The phone buzzed insistently. Enoch lifted it. "Superintendent Doyle."
"We found it, Boss," his assistant said. "Trouble was, there were name changes involved. We had to feed Ortiz' fingerprints into the system. Here it goes.
"ORTIZ, JESUS MARIA, DEFINITELY INDENTIFIED AS JESUS MARIA RUIZ, ORPHAN AT SANTA YNEZ CONVENT BHIA BLANCA. AT AGE TWELVE RUIZ APPLIED FOR ADMISSION TO INTERSECS ACADEMY. REJECTED.
MARGINAL ACADEMIC TEST SCORES AND PSYCHO DOWN-CHECK DIAGNOSIS RIGID PERSONALITY. REAPPLIED AGE SEVENTEEN REJECTED ACADEMIC TEST SCORES SATISFACTORY BUT PERSONALITY DIAGNOSIS UNCHANGED. ADD HOSTILITY TO INTERNATIONAL CORPORATIONS PARTICULARLY INTERSEC. HOSTILITY WAS CONCEALED AND SUBJECT POSSIBLY UNAWARE AT CONSCIOUS LEVEL.
ENTERED ARMY AS JESUS MARIA ORTIZ PROMOTED SERGEANT POSTED TO MILITARY ACADEMY ARGENTINA. BACKGROUND RECORDS FALSIFIED, REASONS UNKNOWN. GRADUATED UPPER QUARTER OF CLASS NO OUTSTANDING HONORS.

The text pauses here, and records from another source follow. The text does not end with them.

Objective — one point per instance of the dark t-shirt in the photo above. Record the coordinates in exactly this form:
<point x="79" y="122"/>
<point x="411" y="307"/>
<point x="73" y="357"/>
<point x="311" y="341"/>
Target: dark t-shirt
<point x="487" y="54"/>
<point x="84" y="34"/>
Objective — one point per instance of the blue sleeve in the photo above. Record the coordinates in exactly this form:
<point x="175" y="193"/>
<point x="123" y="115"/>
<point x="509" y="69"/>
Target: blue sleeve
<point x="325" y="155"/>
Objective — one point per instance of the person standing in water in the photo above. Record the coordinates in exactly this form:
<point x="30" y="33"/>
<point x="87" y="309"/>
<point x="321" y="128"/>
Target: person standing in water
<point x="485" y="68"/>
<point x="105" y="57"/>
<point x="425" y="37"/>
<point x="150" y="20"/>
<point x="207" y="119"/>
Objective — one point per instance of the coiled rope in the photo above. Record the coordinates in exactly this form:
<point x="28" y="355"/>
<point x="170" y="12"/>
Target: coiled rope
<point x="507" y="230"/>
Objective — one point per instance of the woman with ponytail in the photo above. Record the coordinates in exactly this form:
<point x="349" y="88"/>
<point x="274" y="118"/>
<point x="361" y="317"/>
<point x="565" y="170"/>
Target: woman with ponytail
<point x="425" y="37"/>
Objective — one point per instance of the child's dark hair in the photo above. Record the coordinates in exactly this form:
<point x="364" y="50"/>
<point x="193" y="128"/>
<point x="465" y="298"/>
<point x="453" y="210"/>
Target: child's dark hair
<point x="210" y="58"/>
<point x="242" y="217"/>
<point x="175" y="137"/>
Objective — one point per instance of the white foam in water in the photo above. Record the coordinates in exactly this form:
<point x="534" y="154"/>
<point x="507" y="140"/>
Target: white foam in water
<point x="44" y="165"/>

EMPLOYEE MALVINAS STATION HERNANDO RUIZ NOW SERVING 5TH YEAR OF 9-YEAR SENTENCE FOR DESTRUCTION OF COMPANY PROPERTY AND MAN-SLAUGHTER WHILE UNDER INFLUENCE OF ALCOHOL DEFINITELY IDENTIFIED AS BROTHER OF JESUS MARIA RUIZ AKA ORTIZ."
"That's enough. Thank you," Enoch said. So it was there all the time. Personal hatred for INTERSECS. With good reason. A twelve-year-old kid told he wasn't good enough to get citizenship with an international, he'd have to make do with the country he was born in. Tried again, rejected again. Then his brother jailed . . .
"Have somebody review the Hernando Ruiz case," Doyle said. "We owe him that much."
But it's too late for Jesus Maria Ortiz, Doyle thought. Perhaps I could have made a bargain with him if I'd known about his brother. Probably not. But Colonel Ortiz would already be in a mental hospital now, with all the symptoms of paranoid schizophrenia.
The drug was temporary, but the effects on Ortiz would be permanent. He'd never be trusted with authority again. "How's Van Hartmann doing with the junta?" Enoch asked.
"OK. We'll have to make a few concessions, but they'll bargain."
"Right." Enoch Doyle gently replaced the phone. In a few hours he'd be in Zurich, and after that the slopes of Mont Blanc. His face was expressionless as he stared at the dark waters of the Atlantic far below.